Is there a link anywhere that explains what the Richard Yates book is about?

I think this seems a good entry point into the way he thinks

Thanks. I remember the $2,000 per share post, but couldn't remember the writing. That's plenty to last another few years.
posted by mrgrimm at 11:53 AM on August 18, 2010


There's definitely a there there. And it's a good there and I like it and I want to see more of it. But with all his trying so hard not to look like he wants you to see him pointing to it, he ends up tripping over his own feet and trying to make it look like that's what he meant to do all along and that's not the there I'm here for. So.
posted by kipmanley at 11:57 AM on August 18, 2010


I haven't read any of Tao Lin's longer books; I kind of want to, just to see if they annoy me.

But he did write one of my favorite Internet Poems (a poem written by a bear, highly recommended) and I will always love him for that, even if his persona is so... affected.
posted by good day merlock at 11:58 AM on August 18, 2010 [6 favorites]

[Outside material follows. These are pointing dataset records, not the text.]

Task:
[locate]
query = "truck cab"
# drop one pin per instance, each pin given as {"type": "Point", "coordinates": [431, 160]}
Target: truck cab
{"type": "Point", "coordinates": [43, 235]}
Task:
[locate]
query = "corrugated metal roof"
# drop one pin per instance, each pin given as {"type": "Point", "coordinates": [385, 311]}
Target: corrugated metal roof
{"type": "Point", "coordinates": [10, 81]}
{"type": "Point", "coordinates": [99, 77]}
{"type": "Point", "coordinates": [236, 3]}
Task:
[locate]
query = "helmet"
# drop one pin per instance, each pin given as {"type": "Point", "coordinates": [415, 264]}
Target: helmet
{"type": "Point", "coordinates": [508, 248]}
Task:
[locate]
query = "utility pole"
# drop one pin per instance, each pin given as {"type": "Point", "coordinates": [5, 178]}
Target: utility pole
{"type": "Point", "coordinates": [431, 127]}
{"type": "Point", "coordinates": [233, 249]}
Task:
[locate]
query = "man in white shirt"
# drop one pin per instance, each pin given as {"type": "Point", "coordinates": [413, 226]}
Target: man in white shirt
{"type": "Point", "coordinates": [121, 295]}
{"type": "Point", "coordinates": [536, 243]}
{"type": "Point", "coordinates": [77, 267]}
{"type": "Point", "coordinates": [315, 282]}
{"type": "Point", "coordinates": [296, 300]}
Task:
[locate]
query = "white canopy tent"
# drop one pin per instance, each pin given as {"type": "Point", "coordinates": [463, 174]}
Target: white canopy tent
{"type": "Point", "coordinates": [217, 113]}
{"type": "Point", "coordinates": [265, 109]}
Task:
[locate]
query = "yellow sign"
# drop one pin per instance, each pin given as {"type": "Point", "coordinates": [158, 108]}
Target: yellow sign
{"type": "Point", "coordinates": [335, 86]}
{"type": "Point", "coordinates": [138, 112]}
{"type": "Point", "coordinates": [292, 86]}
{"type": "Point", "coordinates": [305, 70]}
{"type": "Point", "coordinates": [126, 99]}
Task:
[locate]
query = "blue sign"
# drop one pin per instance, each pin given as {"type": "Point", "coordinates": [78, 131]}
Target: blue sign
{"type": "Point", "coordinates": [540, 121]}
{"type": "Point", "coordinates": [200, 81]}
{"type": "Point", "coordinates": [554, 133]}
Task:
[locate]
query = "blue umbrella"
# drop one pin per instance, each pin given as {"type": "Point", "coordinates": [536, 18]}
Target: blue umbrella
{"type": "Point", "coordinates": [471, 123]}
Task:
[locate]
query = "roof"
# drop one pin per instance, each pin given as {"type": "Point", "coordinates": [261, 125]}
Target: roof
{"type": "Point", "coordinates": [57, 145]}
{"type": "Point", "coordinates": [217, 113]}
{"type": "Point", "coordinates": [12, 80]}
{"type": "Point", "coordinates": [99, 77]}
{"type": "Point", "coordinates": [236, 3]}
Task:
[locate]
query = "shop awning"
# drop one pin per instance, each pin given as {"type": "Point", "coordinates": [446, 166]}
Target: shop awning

I'm responding positively to these comments.
posted by Pants McCracky at 12:14 PM on August 18, 2010


gompa was ready to offhandedly bag on Tao Lin, but then he read fryman's link to Tao Lin's riff on "Levels of Greatness" and thought it was funny enough to hyperlink back to fryman's post about it and now all he can think about is how a gallery of lower-tier fiction authors' "I am very smart and this is my serious literature" headshots would be a pretty good "weird themed Tumblr."
posted by gompa at 12:20 PM on August 18, 2010


Do you ever wander into an FPP and think, "I'm just not hip enough to be here, and I should leave now?"

No? Just me?

Right, then.
posted by pineapple at 12:20 PM on August 18, 2010 [4 favorites]


No, pineapple, I don't think that - I'm absolutely certain of it most of the time!
posted by Greg_Ace at 12:40 PM on August 18, 2010


You and me both., pineapple.
posted by Uther Bentrazor at 12:42 PM on August 18, 2010


But he did write one of my favorite Internet Poems (a poem written by a bear, highly recommended) and I will always love him for that, even if his persona is so... affected.

Ok, that's pretty awesome. I guess I need to go track down some of his other stuff to read.
posted by juv3nal at 1:12 PM on August 18, 2010 [1 favorite]


The Observer said, "I'm going to write a profile of him in a parody of his style."

The colleague said, "That's awesome. You'll nail him. His writing is so terrible."


I lol'd.
posted by delmoi at 1:14 PM on August 18, 2010 [1 favorite]


The vegetable will have the steak, too.

Seriously, though, I kind of enjoyed that profile, but I read the paragraphs in reverse order, from last to first.
posted by infinitywaltz at 1:41 PM on August 18, 2010


Tao Lin must have gotten tired of baby watermelon.

Also, Tao Lin limns might be my new favorite tongue twister.
posted by punchdrunkhistory at 2:42 PM on August 18, 2010 [1 favorite]


Man, if you want alienation, read Mishima. Murakami at least has a heart. (And a head.)

I know no-one has said he is, but just to be clear: Tao Lin is not Japanese.
posted by surenoproblem at 6:06 PM on August 18, 2010


I too have only read Eeeee Eee Eeee. I liked it. It reminded very strongly of an Icelandic writer, Gyrðir Elíasson, who similarly writes about depression in dispassionate prose and also features talking animals in some of his work. So reading Tao Lin for me is a bit different than for most, since I couldn't help but read him through the lense of Gyrðir's work. Eeeee Eee Eeee was good but flawed. There were bits that didn't really work, I thought, but the scenes never went on for too long and if I was getting bored something would happen that kept me going.